軽量なろうリーダー

作品タイトル不明

竜の始末2

だが、カレンはその守りの合間から身を乗り出して叫んだ。

「言葉が通じるなら交渉できませんか!?」

「おい!?」

「カレン!?」

「わたしの言葉がわかるんですよね!? あなたの目的は何ですか!? わたし、あなたの願いを叶えるために努力します!! だから、取引できないか少しお話できません!?――ぐぇっ」

「魔物と交渉しようとするなんてどうかしているのかい!?」

リヒトに襟首を掴まれて勢いよく引き戻されて、カレンは咳き込んだ。

「でもSランクの魔物って、話が通じるんですよ……! 前に話したペガサスとは、ちゃんと取引が成立しました!!」

しかも、ペガサスは慈悲深かった。

カレンはきちんとその取引をまっとうできなかったが……彼女の望む完璧な助けを彼女の子にもたらせなかったが、それでもペガサスはカレンを赦した。

カレンに罰を与えるほどの猶予も、ペガサスには残されていなかっただけかもしれないが……。

『ペガサス、デハナイ、ノカ……?』

「わたしをペガサスだと思ったんですか?」

もう魔力を隠していないカレンをぎょろりと見やったブラックドラゴンは、その縦長の瞳孔を何度か収縮させた後、呟いた。
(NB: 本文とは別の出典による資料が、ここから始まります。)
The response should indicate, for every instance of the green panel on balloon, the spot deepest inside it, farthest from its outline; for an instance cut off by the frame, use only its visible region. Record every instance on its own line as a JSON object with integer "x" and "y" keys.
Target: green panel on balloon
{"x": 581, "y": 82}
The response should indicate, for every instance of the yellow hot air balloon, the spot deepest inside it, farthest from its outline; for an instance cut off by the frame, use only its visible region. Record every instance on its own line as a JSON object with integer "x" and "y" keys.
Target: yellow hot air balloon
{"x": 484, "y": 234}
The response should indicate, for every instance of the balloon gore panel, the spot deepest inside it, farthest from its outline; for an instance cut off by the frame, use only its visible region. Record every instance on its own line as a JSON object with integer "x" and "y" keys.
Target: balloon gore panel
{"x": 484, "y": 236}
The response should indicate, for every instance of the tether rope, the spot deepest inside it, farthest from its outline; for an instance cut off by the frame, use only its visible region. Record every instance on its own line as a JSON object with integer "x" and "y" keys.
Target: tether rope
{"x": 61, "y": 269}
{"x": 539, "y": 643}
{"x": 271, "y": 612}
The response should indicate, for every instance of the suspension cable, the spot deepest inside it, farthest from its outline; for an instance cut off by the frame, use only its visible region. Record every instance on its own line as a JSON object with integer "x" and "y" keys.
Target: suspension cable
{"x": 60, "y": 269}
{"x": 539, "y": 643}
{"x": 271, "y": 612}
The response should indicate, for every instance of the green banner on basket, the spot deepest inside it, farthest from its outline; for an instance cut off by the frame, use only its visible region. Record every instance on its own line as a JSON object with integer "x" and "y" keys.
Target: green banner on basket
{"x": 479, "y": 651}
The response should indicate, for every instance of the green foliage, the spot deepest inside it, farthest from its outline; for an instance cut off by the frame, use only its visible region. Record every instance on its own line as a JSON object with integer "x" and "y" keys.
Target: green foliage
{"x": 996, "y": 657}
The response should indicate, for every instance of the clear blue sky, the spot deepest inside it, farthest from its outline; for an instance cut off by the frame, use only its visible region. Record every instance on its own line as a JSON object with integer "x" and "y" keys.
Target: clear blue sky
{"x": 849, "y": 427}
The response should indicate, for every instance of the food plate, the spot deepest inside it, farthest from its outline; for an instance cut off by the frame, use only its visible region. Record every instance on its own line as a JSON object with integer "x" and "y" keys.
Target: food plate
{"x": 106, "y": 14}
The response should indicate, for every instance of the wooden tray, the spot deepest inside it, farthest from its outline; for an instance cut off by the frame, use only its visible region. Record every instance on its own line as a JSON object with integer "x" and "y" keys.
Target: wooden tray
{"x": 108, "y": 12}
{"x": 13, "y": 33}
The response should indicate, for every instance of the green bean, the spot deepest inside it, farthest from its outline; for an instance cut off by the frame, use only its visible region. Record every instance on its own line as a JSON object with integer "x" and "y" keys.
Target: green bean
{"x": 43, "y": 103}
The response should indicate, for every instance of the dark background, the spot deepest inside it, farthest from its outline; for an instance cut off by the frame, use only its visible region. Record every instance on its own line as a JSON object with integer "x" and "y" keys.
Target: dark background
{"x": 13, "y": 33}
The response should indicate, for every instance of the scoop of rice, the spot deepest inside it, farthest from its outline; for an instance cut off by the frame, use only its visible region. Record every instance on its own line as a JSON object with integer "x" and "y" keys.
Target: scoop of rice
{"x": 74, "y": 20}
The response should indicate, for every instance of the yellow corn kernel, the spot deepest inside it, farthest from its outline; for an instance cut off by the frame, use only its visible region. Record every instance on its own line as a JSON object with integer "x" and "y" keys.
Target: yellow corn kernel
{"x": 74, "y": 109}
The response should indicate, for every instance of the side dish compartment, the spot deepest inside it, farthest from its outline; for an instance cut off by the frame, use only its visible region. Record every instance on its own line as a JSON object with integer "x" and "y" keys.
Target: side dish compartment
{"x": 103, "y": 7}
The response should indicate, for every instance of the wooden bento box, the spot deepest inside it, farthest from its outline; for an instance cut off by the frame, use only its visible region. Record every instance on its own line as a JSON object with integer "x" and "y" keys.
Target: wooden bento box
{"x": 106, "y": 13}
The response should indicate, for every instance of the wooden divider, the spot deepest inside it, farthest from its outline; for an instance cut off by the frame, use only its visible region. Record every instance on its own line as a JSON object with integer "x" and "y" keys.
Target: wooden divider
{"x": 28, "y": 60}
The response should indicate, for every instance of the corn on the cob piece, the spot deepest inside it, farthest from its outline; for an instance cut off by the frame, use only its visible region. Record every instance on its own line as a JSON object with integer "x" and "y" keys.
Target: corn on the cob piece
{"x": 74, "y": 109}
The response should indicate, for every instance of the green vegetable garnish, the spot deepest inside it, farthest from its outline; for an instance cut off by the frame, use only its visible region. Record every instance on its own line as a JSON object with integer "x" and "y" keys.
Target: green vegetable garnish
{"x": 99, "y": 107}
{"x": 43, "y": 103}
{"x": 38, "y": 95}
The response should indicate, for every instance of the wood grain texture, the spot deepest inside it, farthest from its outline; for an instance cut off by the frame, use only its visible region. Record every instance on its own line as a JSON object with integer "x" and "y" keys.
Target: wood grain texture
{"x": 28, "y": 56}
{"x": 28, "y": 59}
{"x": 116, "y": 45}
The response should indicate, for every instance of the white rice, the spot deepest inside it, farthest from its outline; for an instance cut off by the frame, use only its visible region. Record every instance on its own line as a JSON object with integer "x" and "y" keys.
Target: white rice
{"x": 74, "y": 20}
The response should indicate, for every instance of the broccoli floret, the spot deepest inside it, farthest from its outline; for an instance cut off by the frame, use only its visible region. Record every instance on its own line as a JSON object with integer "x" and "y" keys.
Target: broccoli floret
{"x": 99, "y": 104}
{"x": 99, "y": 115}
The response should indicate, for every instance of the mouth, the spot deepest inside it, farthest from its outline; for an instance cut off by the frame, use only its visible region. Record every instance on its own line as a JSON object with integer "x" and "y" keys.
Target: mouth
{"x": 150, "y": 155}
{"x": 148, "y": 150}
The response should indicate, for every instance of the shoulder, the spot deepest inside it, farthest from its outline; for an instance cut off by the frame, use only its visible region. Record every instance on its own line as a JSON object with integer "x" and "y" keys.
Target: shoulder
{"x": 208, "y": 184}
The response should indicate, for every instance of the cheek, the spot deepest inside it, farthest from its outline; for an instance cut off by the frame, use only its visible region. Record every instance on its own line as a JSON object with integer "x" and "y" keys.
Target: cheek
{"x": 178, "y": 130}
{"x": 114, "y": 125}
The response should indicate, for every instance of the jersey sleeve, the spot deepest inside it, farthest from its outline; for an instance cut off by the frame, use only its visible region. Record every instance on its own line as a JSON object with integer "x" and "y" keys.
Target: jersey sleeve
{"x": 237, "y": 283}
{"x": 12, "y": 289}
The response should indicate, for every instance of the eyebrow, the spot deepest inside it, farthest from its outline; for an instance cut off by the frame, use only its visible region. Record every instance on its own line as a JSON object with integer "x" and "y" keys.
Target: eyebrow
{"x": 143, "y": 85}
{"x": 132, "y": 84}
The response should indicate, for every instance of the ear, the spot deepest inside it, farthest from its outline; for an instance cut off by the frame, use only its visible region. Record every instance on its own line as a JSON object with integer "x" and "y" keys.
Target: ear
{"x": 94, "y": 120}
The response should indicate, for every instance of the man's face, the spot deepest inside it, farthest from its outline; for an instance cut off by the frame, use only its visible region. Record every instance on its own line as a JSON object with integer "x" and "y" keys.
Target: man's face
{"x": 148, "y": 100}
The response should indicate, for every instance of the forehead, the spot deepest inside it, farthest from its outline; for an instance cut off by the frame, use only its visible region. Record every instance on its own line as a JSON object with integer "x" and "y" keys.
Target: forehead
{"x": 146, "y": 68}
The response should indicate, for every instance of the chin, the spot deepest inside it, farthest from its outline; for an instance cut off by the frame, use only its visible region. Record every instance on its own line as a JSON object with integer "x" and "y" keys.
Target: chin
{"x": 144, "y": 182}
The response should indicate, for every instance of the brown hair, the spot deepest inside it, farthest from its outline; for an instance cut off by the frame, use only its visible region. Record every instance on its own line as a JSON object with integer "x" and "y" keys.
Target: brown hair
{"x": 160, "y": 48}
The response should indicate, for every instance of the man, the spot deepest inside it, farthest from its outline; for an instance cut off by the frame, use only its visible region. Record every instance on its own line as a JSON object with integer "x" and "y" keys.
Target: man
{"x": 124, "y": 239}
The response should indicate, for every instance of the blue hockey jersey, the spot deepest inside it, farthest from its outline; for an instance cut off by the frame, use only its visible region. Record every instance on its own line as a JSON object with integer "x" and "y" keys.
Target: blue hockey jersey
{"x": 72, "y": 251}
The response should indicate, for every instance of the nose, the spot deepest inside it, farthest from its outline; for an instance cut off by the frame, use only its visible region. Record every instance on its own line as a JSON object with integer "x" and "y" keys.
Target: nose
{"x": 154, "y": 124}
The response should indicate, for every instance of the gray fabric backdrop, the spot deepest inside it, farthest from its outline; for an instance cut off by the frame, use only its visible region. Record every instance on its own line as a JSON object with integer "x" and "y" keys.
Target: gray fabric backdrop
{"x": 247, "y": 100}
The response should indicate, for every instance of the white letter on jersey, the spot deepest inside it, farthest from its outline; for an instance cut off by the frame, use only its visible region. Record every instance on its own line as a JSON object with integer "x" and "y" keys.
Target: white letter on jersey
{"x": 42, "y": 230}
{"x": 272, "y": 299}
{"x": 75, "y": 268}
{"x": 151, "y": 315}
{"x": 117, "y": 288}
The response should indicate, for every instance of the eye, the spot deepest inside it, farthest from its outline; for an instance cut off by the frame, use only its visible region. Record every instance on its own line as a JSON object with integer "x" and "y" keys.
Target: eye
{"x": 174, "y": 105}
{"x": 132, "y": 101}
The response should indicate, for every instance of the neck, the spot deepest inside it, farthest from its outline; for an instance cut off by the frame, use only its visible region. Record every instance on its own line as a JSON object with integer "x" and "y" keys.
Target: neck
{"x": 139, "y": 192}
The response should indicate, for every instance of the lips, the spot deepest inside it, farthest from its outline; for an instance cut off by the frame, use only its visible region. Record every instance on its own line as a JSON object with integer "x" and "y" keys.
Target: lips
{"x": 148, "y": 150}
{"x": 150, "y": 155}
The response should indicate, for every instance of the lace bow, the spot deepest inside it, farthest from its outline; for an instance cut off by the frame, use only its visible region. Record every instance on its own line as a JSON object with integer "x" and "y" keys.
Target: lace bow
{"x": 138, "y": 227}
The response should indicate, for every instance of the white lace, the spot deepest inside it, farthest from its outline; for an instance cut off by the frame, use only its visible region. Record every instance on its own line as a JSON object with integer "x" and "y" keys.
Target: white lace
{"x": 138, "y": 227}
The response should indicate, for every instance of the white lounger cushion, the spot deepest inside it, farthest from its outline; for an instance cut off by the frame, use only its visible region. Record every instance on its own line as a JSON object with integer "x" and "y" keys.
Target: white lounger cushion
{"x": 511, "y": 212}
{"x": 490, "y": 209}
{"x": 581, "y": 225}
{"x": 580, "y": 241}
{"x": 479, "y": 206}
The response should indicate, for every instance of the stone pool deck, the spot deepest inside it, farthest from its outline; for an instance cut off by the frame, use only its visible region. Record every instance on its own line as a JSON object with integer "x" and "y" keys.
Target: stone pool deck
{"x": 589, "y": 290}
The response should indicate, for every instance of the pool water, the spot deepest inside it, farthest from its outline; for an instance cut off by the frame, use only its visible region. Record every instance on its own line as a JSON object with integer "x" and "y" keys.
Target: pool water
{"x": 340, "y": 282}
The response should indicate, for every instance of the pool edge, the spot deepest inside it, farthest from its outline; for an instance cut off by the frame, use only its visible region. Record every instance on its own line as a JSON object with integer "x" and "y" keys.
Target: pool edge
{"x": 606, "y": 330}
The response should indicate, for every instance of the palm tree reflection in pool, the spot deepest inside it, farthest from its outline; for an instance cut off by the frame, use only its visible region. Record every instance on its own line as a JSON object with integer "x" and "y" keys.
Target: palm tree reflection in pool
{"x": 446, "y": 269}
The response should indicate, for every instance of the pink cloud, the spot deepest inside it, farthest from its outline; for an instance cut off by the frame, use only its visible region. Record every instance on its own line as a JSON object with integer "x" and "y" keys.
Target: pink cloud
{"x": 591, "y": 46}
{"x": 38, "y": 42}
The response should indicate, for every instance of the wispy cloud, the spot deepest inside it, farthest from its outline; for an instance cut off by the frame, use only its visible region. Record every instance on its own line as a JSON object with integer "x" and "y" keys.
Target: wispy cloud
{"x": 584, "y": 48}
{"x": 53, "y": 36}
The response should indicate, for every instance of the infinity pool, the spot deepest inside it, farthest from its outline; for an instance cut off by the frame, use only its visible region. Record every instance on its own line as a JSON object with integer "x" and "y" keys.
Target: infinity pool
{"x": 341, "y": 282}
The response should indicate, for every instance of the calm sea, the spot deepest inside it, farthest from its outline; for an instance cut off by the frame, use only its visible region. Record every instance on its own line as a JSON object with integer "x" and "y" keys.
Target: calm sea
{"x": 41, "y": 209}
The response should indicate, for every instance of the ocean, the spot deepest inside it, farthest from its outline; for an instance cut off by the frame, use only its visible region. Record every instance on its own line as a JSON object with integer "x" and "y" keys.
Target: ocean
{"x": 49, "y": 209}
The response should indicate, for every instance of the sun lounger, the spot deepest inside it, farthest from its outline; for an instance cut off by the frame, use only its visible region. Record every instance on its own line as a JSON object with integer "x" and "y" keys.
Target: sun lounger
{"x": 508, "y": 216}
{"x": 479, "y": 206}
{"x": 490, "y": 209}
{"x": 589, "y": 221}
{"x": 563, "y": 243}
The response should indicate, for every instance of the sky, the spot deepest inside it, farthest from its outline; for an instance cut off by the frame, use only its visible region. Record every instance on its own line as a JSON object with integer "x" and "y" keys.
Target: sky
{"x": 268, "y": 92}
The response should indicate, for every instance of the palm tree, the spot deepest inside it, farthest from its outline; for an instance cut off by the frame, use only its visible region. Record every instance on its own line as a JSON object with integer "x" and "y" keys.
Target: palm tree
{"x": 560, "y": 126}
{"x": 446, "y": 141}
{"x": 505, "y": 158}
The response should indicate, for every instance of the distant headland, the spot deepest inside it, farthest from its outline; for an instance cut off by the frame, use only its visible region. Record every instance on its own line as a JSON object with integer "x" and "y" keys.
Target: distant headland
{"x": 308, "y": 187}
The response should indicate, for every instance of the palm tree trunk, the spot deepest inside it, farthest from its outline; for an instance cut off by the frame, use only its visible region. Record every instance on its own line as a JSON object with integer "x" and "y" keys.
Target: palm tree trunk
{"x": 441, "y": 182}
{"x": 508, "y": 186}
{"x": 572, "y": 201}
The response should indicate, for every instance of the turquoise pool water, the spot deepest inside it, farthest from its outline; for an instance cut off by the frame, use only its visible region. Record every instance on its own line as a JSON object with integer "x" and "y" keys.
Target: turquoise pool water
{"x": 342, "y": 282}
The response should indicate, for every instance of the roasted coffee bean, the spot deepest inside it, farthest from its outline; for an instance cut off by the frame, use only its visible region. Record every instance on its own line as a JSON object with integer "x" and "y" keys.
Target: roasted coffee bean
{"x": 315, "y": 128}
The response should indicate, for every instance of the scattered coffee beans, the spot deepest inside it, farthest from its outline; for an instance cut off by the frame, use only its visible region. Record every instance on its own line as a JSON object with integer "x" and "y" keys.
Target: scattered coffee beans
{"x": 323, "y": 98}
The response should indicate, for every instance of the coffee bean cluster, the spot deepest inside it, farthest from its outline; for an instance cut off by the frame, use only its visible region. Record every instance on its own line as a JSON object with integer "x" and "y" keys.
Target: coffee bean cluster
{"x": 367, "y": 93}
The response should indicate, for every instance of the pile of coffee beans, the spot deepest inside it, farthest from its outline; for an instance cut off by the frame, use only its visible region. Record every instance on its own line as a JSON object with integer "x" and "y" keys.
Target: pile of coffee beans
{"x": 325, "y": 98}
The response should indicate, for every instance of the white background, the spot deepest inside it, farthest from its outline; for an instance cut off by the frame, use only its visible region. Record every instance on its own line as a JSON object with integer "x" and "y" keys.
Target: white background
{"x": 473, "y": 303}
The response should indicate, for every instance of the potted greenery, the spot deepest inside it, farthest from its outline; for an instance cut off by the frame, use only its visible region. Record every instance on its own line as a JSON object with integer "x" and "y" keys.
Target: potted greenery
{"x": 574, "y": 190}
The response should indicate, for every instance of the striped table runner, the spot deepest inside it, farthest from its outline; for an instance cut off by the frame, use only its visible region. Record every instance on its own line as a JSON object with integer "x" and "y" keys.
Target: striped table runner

『ペガサスノ匂イガ、シタ。魂ガ粉々ニ砕ケタ、ペガサスノ、成レノ果テデハ、ナカッタカ……ペガサスヲ喰エバ、多少ハ足シニ成ルカト、思ッタガ……』

食べられそうになっていたと知り、カレンはぞくりとした。

ペガサスの仔と別れてからもう何日も経つのに、まだ匂いが体に残っているらしい。

あるいは魔力の残滓だろうか。

「ペガサスの知り合いがいるだけです」

『ソウ、カ……』

呟くと、ブラックドラゴンはその場にドチャッと崩れ落ちる。

ユリウスがカレンの身柄をリヒトの手から奪い取る間も、カレンは構わずブラックドラゴンに注目し続けていた。

「お話できますか?」

『……オマエノ望ミハ、ナンダ?』

「階層を越境して壊れたあなたの魂に、わたしのポーションが効くか試してほしい」

前のめりになるカレンの体を後ろから抱きしめるユリウスの腕に力がこもる。

「わたし、魂に効くポーションが作れるようになりたいんです!」

今先程、切実に手に入れたくなりはじめた力だった。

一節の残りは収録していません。